Hyatt gave a few examples of the type of valuable knowledge that can be shared between military and law enforcement. "With the military, our room clearing and breeching was a slow process," he said. "Since we've worked with civilian police, our breeching techniques have become more refined, more dynamic."
Likewise, Hyatt's military experience gave him something valuable to pass on to law enforcement. "We're used to wearing [body] armor all the time," said Hyatt. "We've helped [police] train with body armor the correct way." For Hyatt and other members of the special operations community, that means squaring up and facing the bad guys so only the strongest part of one's armor is exposed. These seemingly small details can have critical applications when it comes to law enforcement addressing threats posed by active-shooters.
Safely addressing security threats is only part of the expertise required of today's police officers, however. Officers must also have a basic understanding of how to properly handle evidence. Here again, NSASP police officers are using the theme of cross-pollenization to gain invaluable knowledge from the evidence experts at NCIS.
"It's a win-win for us," said Special Agent Ed Young, assigned to the NCIS resident unit onboard NSASP. "As an agent with NCIS, we have to count on [police officers] at the local, base level. The better trained they are, the easier it makes my job. And it's been a pleasure to teach them."

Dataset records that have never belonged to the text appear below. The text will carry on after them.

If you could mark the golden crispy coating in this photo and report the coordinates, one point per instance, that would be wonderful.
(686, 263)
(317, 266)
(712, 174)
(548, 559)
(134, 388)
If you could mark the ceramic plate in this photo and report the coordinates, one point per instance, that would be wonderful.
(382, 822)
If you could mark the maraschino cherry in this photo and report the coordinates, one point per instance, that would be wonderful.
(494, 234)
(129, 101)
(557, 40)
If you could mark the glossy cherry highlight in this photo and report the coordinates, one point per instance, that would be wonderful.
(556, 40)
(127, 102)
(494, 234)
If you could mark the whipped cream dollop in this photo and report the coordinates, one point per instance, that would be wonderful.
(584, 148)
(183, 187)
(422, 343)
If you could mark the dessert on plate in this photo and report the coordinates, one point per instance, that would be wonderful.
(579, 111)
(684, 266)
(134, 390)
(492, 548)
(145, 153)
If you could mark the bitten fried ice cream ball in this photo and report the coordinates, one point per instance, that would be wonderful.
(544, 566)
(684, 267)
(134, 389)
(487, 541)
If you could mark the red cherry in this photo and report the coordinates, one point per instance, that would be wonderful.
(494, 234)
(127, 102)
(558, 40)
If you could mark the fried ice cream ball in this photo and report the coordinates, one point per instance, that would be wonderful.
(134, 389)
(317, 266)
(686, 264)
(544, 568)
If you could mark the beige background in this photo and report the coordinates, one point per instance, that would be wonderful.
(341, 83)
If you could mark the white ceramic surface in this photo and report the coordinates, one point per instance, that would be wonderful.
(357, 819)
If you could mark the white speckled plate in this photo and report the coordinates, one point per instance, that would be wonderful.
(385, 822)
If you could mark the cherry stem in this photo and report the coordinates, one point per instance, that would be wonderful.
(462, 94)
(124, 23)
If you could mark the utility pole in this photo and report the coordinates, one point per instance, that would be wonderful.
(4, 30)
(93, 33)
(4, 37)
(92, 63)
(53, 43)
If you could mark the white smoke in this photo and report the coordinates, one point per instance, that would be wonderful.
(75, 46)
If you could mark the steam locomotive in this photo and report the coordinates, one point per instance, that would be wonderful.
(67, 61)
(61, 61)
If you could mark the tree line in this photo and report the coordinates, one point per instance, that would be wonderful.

A wing of Building 217 has been designated to host scenarios designed to test police officers' evidence-handling skills. The space allows NCIS to train its own agents while also helping ensure rank-and-file police officers understand how to process a crime scene. "We have five rooms where we can develop different scenes representing the full gamut of what NCIS investigates," said Young. "We are really lucky to have the ability to come here and continuously work with our partners on the base."
Young said he hoped the tactical training also hosted in Building 217 would rub off on NCIS agents, who often deploy overseas. "Hands down, this is a fantastic place we have available to us here," he said.